Afreximbank rolls out tools to spur trade

Tuesday September 14 2021
Afreximbank headquarters

Afreximbank headquarters in Cairo, Egypt. The bank has rolled out infrastructure for use by both governments and private sector to increase intra-continent trade. PHOTO | COURTESY | AFREXIMBANK


The African Export and Import Bank (Afreximbank) has rolled out infrastructure for use by both governments and private sector to increase intra-continent trade under the African Continental Free Trade Agreement (AfCFTA).

One of the products is the Pan African Payment and Settlement System (PAPSS), a centralised payment system to limit the cost and lengthy correspondent involved in banking relations and settlements. The bank considers it a simple, low-cost and risk-controlled payment clearing and settlement system.

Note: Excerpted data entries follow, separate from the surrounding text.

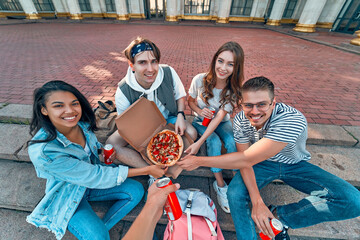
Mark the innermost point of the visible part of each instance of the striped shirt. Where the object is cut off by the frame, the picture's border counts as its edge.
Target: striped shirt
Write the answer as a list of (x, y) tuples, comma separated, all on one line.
[(286, 124)]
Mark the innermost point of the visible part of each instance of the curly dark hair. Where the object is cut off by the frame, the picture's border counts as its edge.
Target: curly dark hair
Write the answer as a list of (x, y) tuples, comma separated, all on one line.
[(41, 96)]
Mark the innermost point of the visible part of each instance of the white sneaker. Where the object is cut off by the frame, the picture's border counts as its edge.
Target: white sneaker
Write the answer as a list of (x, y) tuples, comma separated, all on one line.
[(221, 196), (151, 180)]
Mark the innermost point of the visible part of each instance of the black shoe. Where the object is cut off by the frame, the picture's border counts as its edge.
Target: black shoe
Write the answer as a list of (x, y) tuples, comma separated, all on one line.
[(283, 235)]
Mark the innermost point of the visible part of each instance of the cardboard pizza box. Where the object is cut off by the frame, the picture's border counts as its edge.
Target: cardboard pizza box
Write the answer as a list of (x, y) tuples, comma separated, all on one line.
[(140, 122)]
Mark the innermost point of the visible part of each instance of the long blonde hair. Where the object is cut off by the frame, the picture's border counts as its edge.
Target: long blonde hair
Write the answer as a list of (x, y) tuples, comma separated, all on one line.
[(231, 92)]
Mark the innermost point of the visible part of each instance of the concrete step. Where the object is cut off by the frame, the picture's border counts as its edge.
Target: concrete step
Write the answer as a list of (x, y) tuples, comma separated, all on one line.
[(319, 134), (341, 161), (21, 190)]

In a recent interview with The EastAfrican in Nairobi, the bank’s CEO Kanayo Awani said the participation and contribution of the Kenyan public and private sectors but especially women was key to the success of the AfCFTA is.

Awani made the remarks on the sidelines of a road show to create awareness of the Intra-African Trade Fair 2021 to be held in Durban, South Africa from November 15 to 21.

Afreximbank seeks to be Kenya’s go-to development partner.

“Afreximbank wants to support Kenya address constraints to industrialisation by supporting infrastructure needs and facilitate the production of value-added exports and services,” said Awani.


Affirmative action

This will be done through development of agro-processing, light manufacturing and tradeable service sectors, while ensuring markets for the goods and services.

Over the past decade, Afreximbank has provided financial support in excess of $2.75 billion to Kenya through a range of interventions targeting the country’s public and private sectors.

Afreximbank’s interest comes at a time when both Kenya and other EAC partner states are encouraging women to take advantage of the AfCFTA.

“Women own approximately 40 percent of businesses in the EAC, but they face challenges including limited market knowledge, low access to capital and credit, limited access to information, limiting cultural practices, attitudes and beliefs and low levels of education,” said Kenneth Bagamuhunda, the EAC Director General for Customs and Trade.

“However, we expect that AfCFTA would result in, lowering business costs, promote local content and provide a platform for settling disputes.”